In 1928, the National Garage became Baker Service Garage and the sign changed again. Manager John Baker told the Record he intended to remodel and install “the latest in gas pumps.” The sign changed for the last time in 1935 when the garage was leased to Sinclair Park Motor. Roy Fletcher, a house painter, paperhanger, and sign painter who lived across the street from the garage, painted the Sinclair sign and many of the signs before it. His name still appears in the sign’s bottom right corner.

In 1939, Beggs, now a widower, left for a vacation in Pennsylvania. He never returned. When he died in 1946, the vacant house and garage were sold to Byron Wilde, a local banker and civic leader. Wilde’s purchase included the property and everything in it, untouched from the day Beggs had left. A waffle iron still sat on the kitchen counter, and the cabinets were filled with beautiful china and linens from the Beggs’ days of lavish entertaining. There was a rumor that a large amount of money was also left behind in the house or garage, but Wilde never found it. “There was wonderful old stuff in the garage,” recalls Wilde’s daughter Pauline Wilde Richards, who now lives in Salt Lake City. “There were two offices in the front, a potbelly stove, a rolltop desk, and a blacksmith shop in the back.” She says the gas pump still stood out front, but in the 1950s the city removed it to install a sidewalk.

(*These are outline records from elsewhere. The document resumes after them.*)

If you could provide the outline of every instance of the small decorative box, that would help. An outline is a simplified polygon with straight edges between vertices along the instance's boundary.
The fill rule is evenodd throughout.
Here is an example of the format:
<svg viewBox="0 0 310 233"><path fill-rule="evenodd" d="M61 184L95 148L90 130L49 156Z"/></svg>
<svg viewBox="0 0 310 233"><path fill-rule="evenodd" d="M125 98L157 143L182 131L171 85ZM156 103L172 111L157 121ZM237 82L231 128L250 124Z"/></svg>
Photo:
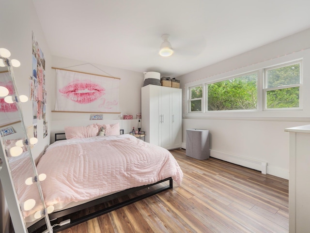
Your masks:
<svg viewBox="0 0 310 233"><path fill-rule="evenodd" d="M123 119L124 120L131 120L132 119L132 115L125 114L124 116Z"/></svg>

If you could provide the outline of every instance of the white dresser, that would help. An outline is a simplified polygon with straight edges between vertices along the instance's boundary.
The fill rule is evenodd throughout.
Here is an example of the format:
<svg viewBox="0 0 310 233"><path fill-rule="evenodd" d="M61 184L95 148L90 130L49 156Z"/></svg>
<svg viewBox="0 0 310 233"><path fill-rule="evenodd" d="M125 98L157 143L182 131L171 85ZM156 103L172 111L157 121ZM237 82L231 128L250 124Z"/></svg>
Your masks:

The sign was weathering, exposing fragments of the many layers of signs underneath.
After her husband died, Gladys Wilde rented the garage to Utah Coal & Lumber, which used the space to store trucks in the winter, and to Eley Motor as a place to hold new cars awaiting unveiling at the showroom. She moved to Salt Lake City in 1965 and rented the house and garage to Burnis Watts, the new superintendent of schools, who bought the property from her a few years later. He painted the house and built a connection from the house to the garage but never disturbed the fading sign. Watts, who was chairman of the Park City Planning Commission, talked to the city about a zoning change when he finally decided to sell in 1997. The city, fearful of what would happen to the historic buildings, decided to purchase the property to control its future. In 2005, they accepted a proposal for the first legal distillery to be built in Utah since Prohibition. Developer David Perkins, a biochemist from Palo Alto, says of the site, “it fit whiskey like a glove.” In 2008 he began restoring the buildings but left the sign untouched. During the restoration, a contractor found a horseshoe, likely one from the blacksmith Hartwell. Inspired by the historic nature of the find, Perkins incorporated a horseshoe into the High West logo.
The High West Distillery & Saloon opened in 2009. The Beggs’ home and the garage, with its fascinating sign, are now visited by people from all over the world, who, if just for a moment, get to experience a slice of the authentic friendliness and conviviality that began there more than 100 years ago.